The LTTE’s strategy is clear. It wants to gain control of the water resources of the East. The government had three options: Giving in to the LTTE and letting the people commit suicide or be driven away from the East; seeking the help of the facilitator and the international community to rein in the Tigers and acting on its own for the sake of the people. No sovereign state could consider the first option. The government appealed to Norway, the Monitoring Mission and the international community in vain. So, the second option, too, was out. It was finally compelled to settle for the last and least desirable one. Anyone who faults the government opting for military action should be able to provide an alternative remedy.

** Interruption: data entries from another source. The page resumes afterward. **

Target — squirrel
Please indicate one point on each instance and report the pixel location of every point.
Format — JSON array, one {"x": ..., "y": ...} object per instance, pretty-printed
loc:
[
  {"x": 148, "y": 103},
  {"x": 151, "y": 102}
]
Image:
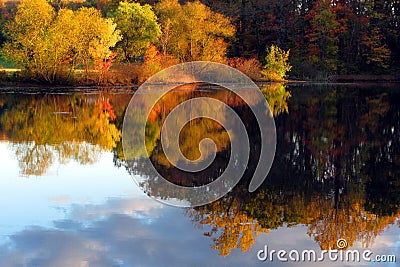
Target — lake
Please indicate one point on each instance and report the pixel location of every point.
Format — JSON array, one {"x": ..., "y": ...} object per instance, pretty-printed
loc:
[{"x": 69, "y": 196}]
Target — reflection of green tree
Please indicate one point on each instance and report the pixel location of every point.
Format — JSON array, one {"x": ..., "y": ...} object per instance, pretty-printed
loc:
[
  {"x": 327, "y": 133},
  {"x": 277, "y": 97},
  {"x": 335, "y": 169},
  {"x": 66, "y": 127}
]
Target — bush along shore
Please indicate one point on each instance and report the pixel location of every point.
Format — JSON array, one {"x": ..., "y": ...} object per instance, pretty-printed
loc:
[{"x": 124, "y": 43}]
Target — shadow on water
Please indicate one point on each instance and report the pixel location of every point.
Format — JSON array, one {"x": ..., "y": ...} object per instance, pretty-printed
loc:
[{"x": 336, "y": 168}]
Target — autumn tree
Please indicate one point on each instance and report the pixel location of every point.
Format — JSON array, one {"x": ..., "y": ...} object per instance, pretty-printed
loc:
[
  {"x": 322, "y": 36},
  {"x": 138, "y": 26}
]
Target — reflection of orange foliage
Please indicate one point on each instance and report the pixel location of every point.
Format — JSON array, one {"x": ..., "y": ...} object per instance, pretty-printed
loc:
[
  {"x": 106, "y": 106},
  {"x": 251, "y": 67}
]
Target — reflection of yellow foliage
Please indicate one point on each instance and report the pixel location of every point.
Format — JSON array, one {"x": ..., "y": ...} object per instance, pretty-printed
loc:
[
  {"x": 238, "y": 230},
  {"x": 277, "y": 97},
  {"x": 54, "y": 126}
]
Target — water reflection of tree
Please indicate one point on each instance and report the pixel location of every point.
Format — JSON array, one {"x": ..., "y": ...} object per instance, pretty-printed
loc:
[
  {"x": 336, "y": 169},
  {"x": 43, "y": 128},
  {"x": 326, "y": 133}
]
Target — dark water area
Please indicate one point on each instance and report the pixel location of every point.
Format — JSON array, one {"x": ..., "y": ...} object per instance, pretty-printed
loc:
[{"x": 68, "y": 195}]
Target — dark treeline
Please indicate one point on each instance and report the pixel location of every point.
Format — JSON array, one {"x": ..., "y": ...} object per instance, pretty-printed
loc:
[{"x": 324, "y": 37}]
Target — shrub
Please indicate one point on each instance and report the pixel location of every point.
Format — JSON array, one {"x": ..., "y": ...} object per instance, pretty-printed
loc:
[{"x": 277, "y": 64}]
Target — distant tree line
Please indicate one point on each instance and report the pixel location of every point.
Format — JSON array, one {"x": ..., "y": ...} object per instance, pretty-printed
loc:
[{"x": 50, "y": 39}]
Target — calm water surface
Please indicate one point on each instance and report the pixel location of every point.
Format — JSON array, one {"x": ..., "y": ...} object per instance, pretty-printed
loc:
[{"x": 68, "y": 198}]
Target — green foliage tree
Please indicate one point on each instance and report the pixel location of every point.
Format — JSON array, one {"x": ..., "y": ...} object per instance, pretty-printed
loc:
[
  {"x": 138, "y": 26},
  {"x": 277, "y": 64},
  {"x": 193, "y": 31},
  {"x": 49, "y": 45}
]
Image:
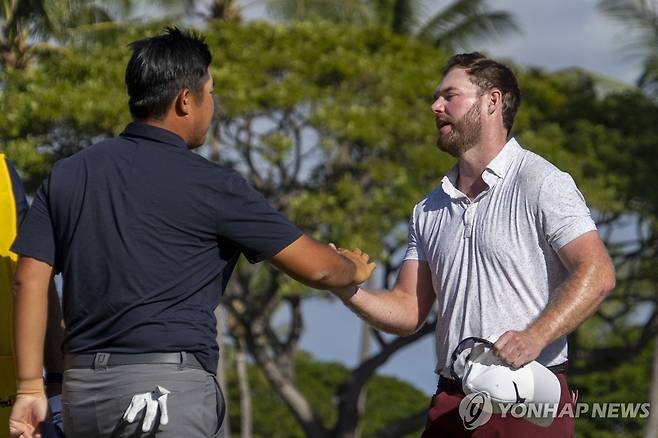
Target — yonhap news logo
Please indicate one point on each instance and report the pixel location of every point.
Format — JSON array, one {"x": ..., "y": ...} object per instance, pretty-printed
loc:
[{"x": 477, "y": 408}]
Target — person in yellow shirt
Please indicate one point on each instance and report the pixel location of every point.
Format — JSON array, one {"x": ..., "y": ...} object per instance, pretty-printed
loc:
[{"x": 13, "y": 207}]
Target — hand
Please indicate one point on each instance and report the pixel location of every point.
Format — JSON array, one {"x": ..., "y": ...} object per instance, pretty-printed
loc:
[
  {"x": 27, "y": 413},
  {"x": 364, "y": 267},
  {"x": 518, "y": 348},
  {"x": 150, "y": 400}
]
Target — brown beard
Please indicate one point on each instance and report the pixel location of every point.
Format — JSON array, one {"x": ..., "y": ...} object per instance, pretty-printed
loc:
[{"x": 465, "y": 133}]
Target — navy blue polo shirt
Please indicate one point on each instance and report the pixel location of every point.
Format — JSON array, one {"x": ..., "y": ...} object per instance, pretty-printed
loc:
[
  {"x": 19, "y": 192},
  {"x": 146, "y": 234}
]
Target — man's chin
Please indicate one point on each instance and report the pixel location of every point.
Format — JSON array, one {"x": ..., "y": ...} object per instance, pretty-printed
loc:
[{"x": 449, "y": 148}]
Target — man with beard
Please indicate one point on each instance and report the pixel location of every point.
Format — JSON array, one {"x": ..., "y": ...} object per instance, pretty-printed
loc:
[{"x": 505, "y": 246}]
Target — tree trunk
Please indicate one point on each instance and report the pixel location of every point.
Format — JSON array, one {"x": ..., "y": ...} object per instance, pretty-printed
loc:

The LTTE has opened a new front to regain control of the Eastern Province, where its fortunes are at a low ebb. It is using the hydraulic weapon, which is more potent than any of the lethal arms in its arsenal. The ethnic composition of the Eastern Province is a worrisome proposition for the LTTE, as it cannot, on any ground, justify its claim of being the sole representative in the Eastern Province people vis-`E0-vis the Karuna Faction and the fact the Sinhalese and Muslims and Tamils live in equal numbers there. The Muslims have shot down the LTTE’s attempt to create a broad category of ‘Tamil speaking people’ to bolster its sole representative claim. The Muslims are demanding a separate noncontiguous enclave if autonomous powers are to be granted to the LTTE by any chance in a merged North and East province.
The LTTE appears to be on a campaign to ethnic-cleanse some parts of the East so as to distort the ethnic composition. It can easily trigger an exodus by denying water to the people. It may not even hesitate to sabotage the water schemes if it cannot withstand the increasing military pressure. The next phase of the LTTE strategy will be clear when the armed forces close in on its positions at Verugalaru.
Depriving the people of access to water, whether during war or peace, is a dastardly crime which must be condemned unreservedly by the civilised world. It is unfortunate that the government’s appeals have fallen on the stony deaf ears of the international community.
There is heavy LTTE presence north of Verugalaru and the on-going offensive aimed at creating a buffer zone is fraught with the danger of sparking a conflagration with a devastating impact on the civilians trapped in the area as well as the crumbling peace effort kept alive on the heart and lung machine.
It is high time the foreign diplomats and representatives of international organisations that wield influence over the LTTE came forward and brought pressure to bear on the outfit to let go of the Anicut, and avert an internecine battle or war. If they are genuinely desirous of helping Sri Lanka achieve peace, the deteriorating situation at Verugalaru provides them with an opportunity to prove it.